The revolt started brewing in early January, when Senators John Cornyn (R.-Tex.) and Jim DeMint (R.-S.C.), two of Bush’s biggest supporters, publicly dissected problems arising from the No Child Left Behind Act at the Heritage Foundation. Last week, the senators teamed with Rep. Pete Hoekstra (R.-Mich.) to introduce legislation known as A-PLUS (the Academic Partnerships Lead Us to Success) Act.
The trio has already rounded up more than 50 House co-sponsors of the bill, including two members of the GOP leadership: Minority Whip Roy Blunt (Mo.) and Chief Deputy Whip Eric Cantor (Va.). In the Senate, Republican Conference Chairman Jon Kyl (Ariz.) has signed on, along with Sen. Sam Brownback (R.-Kan.), a 2008 presidential candidate, and Sen. Mel Martinez (R.-Fla.), who serves as general chairman of the Republican National Committee.
The legislation challenges the “unworkable status quo of No Child Left Behind,” said a spokesman for DeMint, who believes the five-year-old education law is a “one-size-fits-all federal approach” that often hampers, rather than assists, local school districts. The underlying goal of A-PLUS is to reduce the federal government’s role in education and eliminate the bureaucracy resulting from No Child Left Behind.
When No Child Left Behind was signed into law five years ago, an overwhelming majority in Congress hailed the measure. But conservative members remained silent. They were concerned that the President’s original proposal, which focused on local control of schools, had morphed into something entirely different after making its way through the congressional sausage machine.
Now five years old, the No Child Left Behind Act is once again center stage in Congress. Last week, Sen. Teddy Kennedy (D.-Mass.) and Rep. George Miller (D.-Calif.) hosted a joint hearing on reauthorizing the law.
Liberals such as Kennedy and Miller urge spending more federal money on education — despite the fact that federal spending has risen an unprecedented 25% under NCLB. Hearing frustration back home from parents and teachers, conservatives know that throwing even more money at the problem wouldn’t solve anything.
In his Heritage Foundation speech, DeMint said the A-PLUS bill would offer states greater flexibility in meeting the bureaucratic requirements of No Child Left Behind. He compared it to the approach used successfully with welfare reform — letting states serve as laboratories of change.
“No Child Left Behind started with some good ideas, but what Congress didn’t mess up, the bureaucracy has messed up,” DeMint said. “There is so much absurdity now within No Child Left Behind that it’s going to be difficult to tweak it and fix it. We need to look at a way to allow states to get out of it in a way that would let them do it responsibly.”
Conservatives see the bill as an opportunity to establish clear-cut priorities that return more power to local schools and reduce Washington’s involvement in education.
Given the weakened political position of conservatives, it might not appear that A-PLUS has much of a chance. But five years of No Child Left Behind has left even the law’s former supporters apprehensive about reauthorizing it in its present form — much less plowing even greater sums into the program “as is.”
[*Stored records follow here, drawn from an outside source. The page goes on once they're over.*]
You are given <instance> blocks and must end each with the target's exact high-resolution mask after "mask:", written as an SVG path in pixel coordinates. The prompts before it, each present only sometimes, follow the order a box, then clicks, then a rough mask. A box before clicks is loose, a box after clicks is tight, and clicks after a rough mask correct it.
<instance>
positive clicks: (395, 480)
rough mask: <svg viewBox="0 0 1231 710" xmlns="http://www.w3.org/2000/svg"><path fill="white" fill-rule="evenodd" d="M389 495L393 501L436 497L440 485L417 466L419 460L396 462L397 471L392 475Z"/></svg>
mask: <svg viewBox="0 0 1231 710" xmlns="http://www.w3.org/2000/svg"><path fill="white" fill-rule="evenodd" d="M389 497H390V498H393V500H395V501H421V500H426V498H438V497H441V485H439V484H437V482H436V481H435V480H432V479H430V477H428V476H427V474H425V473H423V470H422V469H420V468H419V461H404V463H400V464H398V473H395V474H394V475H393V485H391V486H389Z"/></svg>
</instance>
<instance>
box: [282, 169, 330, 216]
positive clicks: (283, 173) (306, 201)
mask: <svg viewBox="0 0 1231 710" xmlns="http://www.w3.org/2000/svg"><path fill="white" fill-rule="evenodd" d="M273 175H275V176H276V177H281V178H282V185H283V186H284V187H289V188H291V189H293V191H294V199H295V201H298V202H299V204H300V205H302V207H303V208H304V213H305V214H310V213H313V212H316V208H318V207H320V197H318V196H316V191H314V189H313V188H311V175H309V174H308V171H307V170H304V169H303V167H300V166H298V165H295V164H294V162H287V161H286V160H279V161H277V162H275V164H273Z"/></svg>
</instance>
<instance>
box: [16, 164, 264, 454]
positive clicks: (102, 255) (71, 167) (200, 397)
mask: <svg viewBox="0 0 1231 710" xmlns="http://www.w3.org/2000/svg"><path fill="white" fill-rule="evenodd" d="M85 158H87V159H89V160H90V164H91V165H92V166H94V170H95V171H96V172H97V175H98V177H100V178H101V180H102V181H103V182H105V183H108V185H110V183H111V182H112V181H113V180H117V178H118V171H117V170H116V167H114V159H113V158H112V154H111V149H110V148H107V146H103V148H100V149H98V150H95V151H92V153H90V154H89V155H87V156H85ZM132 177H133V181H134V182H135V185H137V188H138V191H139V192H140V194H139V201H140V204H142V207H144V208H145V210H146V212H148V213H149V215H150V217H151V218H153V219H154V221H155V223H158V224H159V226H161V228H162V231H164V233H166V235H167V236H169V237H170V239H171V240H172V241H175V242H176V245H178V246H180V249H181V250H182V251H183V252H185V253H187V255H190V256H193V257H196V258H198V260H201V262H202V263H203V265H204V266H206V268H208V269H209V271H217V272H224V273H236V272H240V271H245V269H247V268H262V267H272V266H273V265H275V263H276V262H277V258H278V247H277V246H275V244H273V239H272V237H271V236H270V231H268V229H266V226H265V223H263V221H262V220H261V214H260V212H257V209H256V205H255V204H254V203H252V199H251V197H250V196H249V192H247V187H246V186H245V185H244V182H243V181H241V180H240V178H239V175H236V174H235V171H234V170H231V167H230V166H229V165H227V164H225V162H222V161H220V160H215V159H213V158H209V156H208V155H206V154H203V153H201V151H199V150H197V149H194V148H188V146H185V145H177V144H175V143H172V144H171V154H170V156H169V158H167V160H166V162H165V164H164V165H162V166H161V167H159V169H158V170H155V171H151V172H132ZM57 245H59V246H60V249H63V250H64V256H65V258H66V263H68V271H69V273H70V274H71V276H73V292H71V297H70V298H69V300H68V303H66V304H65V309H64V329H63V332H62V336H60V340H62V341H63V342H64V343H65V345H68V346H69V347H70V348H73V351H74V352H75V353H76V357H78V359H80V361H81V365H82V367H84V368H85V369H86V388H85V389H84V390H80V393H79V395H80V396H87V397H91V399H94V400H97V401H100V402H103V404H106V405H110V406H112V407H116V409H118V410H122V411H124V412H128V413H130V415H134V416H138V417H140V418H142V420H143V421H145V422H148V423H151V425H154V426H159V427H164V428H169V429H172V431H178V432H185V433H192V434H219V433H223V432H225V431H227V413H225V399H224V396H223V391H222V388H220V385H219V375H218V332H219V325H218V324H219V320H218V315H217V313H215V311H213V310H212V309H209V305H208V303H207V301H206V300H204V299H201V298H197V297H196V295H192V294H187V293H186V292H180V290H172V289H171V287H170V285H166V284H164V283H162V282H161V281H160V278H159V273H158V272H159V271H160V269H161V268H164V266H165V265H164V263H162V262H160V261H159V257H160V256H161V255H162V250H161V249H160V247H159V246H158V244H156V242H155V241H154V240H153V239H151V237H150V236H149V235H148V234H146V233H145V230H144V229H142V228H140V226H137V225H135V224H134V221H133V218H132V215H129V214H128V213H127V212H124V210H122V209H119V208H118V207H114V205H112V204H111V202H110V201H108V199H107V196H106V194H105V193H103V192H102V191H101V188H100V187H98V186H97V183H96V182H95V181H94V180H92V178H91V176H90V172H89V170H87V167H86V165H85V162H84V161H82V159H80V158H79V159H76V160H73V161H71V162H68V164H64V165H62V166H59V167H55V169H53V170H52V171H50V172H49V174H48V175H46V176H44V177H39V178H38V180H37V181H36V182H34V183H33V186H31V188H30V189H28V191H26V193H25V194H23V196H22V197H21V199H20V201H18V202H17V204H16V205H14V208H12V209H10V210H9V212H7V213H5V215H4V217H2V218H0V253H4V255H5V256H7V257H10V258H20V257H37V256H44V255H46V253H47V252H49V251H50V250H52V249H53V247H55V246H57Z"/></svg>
Consider Blunt, who in 2001 was one of the most prominent supporters of No Child Left Behind. Today, he has buyer’s remorse. In running for his leadership post last November, Blunt called it the one vote he wished he could have back.
“Now my view is that any time you can solve the problem closer to where the problem is, you’re going to have a better solution,” Blunt said. “Particularly with elementary and secondary education, the focus ought to be on moms and dads and local school districts if kids are in public school, not on Washington, D.C., or even in state capitals. You need to be always looking as to how you have those decisions closer to home.”
Blunt’s sentiments are shared not only by members of Congress, but also by parents and teachers across America who, after five years of No Child Left Behind, yearn for greater flexibility and less bureaucracy.